Is Gluten Bad for Non-Celiacs? Expert’s Panel Advice

by Steven Wright

Should a Non-Celiac be gluten-free? This used to get you laughed out of a doctor’s office. But the idea that gluten sensitivity is real has recently received some validation in the research, which is great news for all the Non-Celiacs who have been telling their doctors this for years. This past Sunday, a gluten expert panel spent an hour covering these ideas and more common questions about gluten.

The panel was hosted by Ameer Rosic and featured Dr. Tom O’ Bryan, Nora Gedgaudas  and myself.  I don’t really consider myself as having “expert” status compared to this group because most of what I know was learned from Dr. Tom in his Gluten Practitioner Program. It was really an honor for me.

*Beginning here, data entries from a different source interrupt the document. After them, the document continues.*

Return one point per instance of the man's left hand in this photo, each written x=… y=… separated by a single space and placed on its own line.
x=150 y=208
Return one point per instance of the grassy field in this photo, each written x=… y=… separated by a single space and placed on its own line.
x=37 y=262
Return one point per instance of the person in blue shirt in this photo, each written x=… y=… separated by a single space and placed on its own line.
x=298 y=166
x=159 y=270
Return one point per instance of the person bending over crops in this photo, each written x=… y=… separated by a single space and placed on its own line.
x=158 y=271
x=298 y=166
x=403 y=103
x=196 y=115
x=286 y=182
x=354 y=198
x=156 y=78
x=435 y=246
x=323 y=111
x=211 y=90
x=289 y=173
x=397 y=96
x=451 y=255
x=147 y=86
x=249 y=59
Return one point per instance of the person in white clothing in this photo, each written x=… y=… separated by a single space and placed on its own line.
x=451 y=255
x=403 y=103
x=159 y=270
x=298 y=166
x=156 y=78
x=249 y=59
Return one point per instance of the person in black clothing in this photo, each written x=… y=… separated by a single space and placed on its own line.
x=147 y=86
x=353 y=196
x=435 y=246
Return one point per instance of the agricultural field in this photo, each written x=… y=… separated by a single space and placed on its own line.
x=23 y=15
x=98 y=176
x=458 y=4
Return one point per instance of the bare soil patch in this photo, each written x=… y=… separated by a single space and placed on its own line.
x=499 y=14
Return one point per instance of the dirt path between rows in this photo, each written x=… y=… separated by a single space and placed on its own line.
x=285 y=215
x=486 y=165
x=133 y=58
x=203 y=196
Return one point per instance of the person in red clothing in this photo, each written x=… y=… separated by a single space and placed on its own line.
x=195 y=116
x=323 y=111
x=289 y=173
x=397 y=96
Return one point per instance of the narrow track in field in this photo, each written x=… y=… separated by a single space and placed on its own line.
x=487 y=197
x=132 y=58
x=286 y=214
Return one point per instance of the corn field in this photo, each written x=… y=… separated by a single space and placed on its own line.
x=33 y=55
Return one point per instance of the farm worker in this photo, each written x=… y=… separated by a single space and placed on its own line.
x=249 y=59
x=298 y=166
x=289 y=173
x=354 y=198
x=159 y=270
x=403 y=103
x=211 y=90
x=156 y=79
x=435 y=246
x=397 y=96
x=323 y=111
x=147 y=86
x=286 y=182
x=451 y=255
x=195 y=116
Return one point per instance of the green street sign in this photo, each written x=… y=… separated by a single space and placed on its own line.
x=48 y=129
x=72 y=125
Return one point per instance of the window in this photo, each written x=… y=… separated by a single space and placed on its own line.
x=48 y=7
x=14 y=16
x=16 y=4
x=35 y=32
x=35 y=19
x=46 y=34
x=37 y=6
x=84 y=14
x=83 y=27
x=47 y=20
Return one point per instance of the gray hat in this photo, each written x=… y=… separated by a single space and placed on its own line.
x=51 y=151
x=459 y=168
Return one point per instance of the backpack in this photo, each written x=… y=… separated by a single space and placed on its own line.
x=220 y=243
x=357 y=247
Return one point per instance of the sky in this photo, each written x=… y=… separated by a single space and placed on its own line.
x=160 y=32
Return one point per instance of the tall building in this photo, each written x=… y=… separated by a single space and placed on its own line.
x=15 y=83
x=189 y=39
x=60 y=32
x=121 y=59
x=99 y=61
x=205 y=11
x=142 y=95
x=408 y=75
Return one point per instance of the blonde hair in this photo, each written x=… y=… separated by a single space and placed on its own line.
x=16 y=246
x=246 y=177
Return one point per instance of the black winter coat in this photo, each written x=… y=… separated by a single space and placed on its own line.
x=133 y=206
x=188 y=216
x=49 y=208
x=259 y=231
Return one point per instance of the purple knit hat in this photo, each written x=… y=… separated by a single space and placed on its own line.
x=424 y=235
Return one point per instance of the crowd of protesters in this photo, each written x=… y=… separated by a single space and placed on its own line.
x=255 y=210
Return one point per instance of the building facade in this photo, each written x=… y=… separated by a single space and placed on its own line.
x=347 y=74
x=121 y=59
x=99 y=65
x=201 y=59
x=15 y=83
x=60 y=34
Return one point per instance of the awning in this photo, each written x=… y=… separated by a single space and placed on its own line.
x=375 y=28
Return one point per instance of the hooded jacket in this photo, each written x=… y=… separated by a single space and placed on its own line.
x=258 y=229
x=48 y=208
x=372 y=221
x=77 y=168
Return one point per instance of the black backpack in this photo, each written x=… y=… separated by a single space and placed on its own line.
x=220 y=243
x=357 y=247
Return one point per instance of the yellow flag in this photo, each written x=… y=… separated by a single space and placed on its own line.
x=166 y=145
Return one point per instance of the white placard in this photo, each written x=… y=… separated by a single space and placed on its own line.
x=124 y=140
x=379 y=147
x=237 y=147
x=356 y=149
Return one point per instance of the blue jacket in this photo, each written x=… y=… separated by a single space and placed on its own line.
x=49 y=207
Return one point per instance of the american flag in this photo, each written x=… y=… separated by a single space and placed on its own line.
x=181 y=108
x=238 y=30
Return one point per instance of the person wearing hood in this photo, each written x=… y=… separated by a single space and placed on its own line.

For those who want some of the most in-depth training available to date on gluten, check out this program on gluten sensitivity.

No Celiac, No Care?

Like Nora, I don’t have Celiac disease and while I eat very clean I sometimes do eat some gluten. This shouldn’t be a problem right? I mean a little bit can’t hurt… or can it? Listening to Nora tell her story has me rethinking my current ways, or at the very least I might get my own Cyrex gluten testing done to confirm it.

I’ve known since I started the Specific Carbohydrate Diet that wheat and grains were not my friends. But I’ve also learned that small and infrequent exposure doesn’t really impact me. However, just because I can’t “feel it” doesn’t mean that my body isn’t cursing me and struggling to get rid of the toxins.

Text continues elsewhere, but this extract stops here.